After university in Memphis, Harris worked as an offset darkroom worker, proofreader, typesetter and “was pretty bad at all of them. I was never very good at being a subordinate. If writing hadn’t worked out, I would have liked to have been a librarian.”
Writing did work out and after the first mystery, another followed, then Harris found her stroke in plotting series. There are the Aurora Teagarden books, about a librarian tangled up in crime, the Shakespeare series featuring a karate-kicking cleaner, then the Southern Vampire books alongside the Harper Connelly mysteries, about a woman able to find dead bodies after being struck by lightning.
These days, partly thanks to Harris, vampires are in vogue. “I think people are fascinated with extending their lives and looking young as long as they can get away with it, by whatever means. Vampirism plays into that.”

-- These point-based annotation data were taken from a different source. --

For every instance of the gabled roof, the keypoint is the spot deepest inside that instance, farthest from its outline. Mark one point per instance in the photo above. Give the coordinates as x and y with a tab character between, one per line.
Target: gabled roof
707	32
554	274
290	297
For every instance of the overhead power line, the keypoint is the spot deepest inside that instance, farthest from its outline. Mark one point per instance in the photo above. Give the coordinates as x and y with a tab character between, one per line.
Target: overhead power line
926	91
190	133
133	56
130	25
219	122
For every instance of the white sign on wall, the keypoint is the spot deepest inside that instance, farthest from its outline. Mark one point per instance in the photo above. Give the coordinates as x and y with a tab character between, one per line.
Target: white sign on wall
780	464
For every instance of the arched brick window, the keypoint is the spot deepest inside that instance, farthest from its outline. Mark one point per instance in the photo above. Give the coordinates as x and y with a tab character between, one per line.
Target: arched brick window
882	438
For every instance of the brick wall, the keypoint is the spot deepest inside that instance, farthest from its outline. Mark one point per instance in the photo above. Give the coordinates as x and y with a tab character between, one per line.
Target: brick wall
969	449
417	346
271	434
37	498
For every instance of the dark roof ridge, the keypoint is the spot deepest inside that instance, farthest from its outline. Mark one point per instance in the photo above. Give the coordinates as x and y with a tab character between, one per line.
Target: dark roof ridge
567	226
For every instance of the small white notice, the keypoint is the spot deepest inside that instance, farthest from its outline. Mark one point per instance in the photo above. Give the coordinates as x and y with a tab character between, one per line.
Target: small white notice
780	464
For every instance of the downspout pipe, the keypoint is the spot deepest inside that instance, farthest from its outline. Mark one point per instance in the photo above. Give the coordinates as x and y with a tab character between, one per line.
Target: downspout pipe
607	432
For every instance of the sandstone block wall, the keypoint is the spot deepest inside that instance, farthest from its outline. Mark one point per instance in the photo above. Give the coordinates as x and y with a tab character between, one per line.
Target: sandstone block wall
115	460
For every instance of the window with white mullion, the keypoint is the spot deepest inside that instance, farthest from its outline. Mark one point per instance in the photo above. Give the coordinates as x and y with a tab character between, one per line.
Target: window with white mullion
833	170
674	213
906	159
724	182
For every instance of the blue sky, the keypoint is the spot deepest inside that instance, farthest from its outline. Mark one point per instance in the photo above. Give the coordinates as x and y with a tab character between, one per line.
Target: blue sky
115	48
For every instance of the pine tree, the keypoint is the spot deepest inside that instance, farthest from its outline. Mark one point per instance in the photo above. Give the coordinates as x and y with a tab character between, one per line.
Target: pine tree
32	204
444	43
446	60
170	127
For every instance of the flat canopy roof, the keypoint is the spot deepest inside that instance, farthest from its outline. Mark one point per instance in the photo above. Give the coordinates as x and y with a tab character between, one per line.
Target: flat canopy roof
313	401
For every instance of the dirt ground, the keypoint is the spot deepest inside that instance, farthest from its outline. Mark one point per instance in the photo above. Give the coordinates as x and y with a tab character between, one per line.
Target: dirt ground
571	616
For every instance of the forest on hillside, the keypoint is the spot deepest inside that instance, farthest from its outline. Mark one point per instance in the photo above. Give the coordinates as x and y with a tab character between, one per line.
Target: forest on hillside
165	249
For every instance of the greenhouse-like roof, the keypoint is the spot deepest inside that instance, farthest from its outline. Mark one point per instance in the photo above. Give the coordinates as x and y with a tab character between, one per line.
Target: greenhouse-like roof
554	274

Would she like to look younger?
“Well, I colour my hair but I’m pretty wrinkled. I look like everyone’s aunt, they think I’m sweet. I’m not sweet. They’re always telling me things. Way more than I want to know.”
For a writer, this is no bad thing and complements her powers of observation. Growing up on the fringes of a small town, Harris had time to study its inhabitants and what lurks beneath the surface, down in the cellar, up in the attic. Did her family have skeletons too?

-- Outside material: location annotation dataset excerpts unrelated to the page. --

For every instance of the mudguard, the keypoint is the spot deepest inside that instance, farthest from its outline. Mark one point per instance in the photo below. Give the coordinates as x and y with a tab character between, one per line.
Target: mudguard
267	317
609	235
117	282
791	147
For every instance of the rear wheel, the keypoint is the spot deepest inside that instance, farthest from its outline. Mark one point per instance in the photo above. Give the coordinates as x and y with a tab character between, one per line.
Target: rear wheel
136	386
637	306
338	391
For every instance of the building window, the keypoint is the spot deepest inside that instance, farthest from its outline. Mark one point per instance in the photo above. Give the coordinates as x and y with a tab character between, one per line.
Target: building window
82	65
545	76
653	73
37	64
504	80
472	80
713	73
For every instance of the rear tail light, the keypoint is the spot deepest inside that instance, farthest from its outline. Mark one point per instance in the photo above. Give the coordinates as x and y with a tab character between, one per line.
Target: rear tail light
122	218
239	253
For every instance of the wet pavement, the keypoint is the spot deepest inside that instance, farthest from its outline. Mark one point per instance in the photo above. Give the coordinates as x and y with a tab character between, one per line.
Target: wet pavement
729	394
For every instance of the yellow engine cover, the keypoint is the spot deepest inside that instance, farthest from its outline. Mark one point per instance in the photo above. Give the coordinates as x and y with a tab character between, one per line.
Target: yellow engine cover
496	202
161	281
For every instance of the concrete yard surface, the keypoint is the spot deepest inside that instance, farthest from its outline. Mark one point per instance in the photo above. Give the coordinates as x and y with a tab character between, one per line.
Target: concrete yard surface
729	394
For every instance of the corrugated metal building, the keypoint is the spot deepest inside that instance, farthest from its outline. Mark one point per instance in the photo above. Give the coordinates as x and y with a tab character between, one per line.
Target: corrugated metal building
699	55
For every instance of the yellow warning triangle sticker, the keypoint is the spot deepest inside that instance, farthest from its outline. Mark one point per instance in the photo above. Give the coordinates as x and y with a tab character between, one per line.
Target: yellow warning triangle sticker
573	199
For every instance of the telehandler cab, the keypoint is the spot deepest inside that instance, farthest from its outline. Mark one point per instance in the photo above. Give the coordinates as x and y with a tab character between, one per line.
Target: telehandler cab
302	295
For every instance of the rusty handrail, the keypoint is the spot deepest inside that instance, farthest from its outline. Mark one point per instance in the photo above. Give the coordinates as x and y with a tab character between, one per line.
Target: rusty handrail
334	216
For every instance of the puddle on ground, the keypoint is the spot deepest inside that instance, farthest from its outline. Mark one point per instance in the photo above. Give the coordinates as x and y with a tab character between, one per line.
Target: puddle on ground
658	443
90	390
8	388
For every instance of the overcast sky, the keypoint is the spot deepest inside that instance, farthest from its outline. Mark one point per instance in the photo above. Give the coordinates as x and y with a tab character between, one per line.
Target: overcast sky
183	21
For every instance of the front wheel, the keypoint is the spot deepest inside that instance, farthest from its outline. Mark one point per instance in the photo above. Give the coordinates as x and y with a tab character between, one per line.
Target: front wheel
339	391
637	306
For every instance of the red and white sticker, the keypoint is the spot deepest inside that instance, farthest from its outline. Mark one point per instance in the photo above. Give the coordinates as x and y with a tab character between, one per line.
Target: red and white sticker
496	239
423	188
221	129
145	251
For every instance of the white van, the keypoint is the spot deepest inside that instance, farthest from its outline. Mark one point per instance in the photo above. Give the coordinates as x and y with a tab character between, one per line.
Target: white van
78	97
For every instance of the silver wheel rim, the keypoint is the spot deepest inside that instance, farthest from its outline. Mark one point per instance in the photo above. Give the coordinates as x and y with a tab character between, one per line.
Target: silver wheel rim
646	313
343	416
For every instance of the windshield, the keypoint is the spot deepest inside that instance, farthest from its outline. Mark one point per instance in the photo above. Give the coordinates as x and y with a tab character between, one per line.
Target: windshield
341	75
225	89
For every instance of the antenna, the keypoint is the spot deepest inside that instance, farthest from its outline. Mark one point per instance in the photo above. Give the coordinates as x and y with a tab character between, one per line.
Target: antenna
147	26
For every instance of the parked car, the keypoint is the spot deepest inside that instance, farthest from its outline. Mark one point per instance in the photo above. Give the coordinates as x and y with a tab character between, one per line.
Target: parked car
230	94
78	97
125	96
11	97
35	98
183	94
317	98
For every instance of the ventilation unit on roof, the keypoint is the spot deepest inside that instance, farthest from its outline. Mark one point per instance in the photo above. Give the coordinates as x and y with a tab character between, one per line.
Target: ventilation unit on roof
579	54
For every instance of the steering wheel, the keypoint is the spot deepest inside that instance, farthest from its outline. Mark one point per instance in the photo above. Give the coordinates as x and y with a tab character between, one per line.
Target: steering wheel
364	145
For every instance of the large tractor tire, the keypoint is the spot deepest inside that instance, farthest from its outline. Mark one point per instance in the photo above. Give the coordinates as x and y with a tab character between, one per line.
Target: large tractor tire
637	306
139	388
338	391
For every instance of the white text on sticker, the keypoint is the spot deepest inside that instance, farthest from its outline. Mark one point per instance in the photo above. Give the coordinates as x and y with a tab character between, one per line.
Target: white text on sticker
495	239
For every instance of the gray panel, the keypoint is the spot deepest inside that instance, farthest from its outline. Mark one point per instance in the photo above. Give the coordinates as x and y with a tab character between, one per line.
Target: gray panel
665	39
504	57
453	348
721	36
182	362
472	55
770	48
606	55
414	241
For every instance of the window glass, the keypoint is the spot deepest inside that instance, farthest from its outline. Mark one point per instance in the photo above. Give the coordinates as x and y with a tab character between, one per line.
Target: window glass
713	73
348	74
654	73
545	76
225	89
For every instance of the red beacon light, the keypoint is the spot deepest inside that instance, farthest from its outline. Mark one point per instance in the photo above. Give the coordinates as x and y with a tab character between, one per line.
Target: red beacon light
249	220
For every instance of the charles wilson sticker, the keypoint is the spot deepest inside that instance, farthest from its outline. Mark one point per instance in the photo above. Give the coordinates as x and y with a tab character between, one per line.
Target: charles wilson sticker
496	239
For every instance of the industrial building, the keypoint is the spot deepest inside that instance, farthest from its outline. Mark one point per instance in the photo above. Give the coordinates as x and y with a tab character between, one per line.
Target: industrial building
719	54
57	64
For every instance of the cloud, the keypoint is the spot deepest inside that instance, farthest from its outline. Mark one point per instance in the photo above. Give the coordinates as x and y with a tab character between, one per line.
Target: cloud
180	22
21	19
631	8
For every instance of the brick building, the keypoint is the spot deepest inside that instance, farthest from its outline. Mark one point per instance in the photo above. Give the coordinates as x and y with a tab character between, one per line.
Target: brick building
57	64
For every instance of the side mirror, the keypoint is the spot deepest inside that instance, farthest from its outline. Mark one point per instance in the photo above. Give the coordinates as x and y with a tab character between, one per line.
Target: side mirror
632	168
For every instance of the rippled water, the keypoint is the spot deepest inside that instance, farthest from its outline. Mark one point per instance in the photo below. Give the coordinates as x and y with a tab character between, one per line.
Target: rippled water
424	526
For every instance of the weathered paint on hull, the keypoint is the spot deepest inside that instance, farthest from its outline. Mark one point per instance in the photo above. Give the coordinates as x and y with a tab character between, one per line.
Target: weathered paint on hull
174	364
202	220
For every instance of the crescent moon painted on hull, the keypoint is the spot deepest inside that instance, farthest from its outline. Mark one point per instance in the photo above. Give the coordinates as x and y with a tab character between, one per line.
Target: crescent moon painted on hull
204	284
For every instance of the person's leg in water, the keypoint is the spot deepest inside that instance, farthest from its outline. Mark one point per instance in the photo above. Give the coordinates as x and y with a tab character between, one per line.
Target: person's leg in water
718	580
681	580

“Yes, all families do. There’s something in the back of the closet you never want to look at. In a lot of ways Tunica was like Midnight. Everyone had secrets and as I grew up I began to discover the adults weren’t that good. Some were cheating on spouses, others drank, the usual range of sins, but at the time it was a real shock,” she says.
But Harris is a live and let live kind of person and despite being a church-goer, is tolerant of the sins of others.
“Judge not lest ye be judged,” she says. “But of course, that’s very hard. And it makes it easier to digest when it’s a supernatural creature doing things you might disapprove of. The supernatural just seems logical, it’s believable some people would be so traumatised by death that their spirit would linger. But I can’t reconcile that with my Christian beliefs. I’ve certainly not met a vampire or werewolf, although I do check with my friend Ellen Dugan, who’s a witch, to make sure I’m getting things right.”
While Harris’s family secrets have remained intact, her own experience of rape is something she dealt with by writing A Secret Rage, published in 1984.
“When I was in my mid-twenties, a guy broke into my apartment and raped me. Someone I didn’t know, which is rare. Eventually he was tried, but not for my rape. You have to live with it for the rest of your life. It changed me for ever, made me value my life much more, focused me on what was important. I turned it into a positive. Even now, all these years later, at every signing someone will tell me how much that book meant to them.”
For the future, there’s the Midnight Crossroad series, which may well be TV-bound, and a graphic novel, Cemetery Girl, co-written with Christopher Golden and illustrated by Don Kramer. As for how they are received, nowadays Harris is sanguine.
“I really don’t care. I’ve achieved my dream, writing every day and it’s never boring. The really important thing is that I’m happy.”
• Midnight Crossroad by Charlaine Harris is published by Gollancz hardback, £18.99/eBook, £9.99 on Thursday.
True Blood, the seventh and final season will be screened on FOX UK from Monday 7 July, 9pm.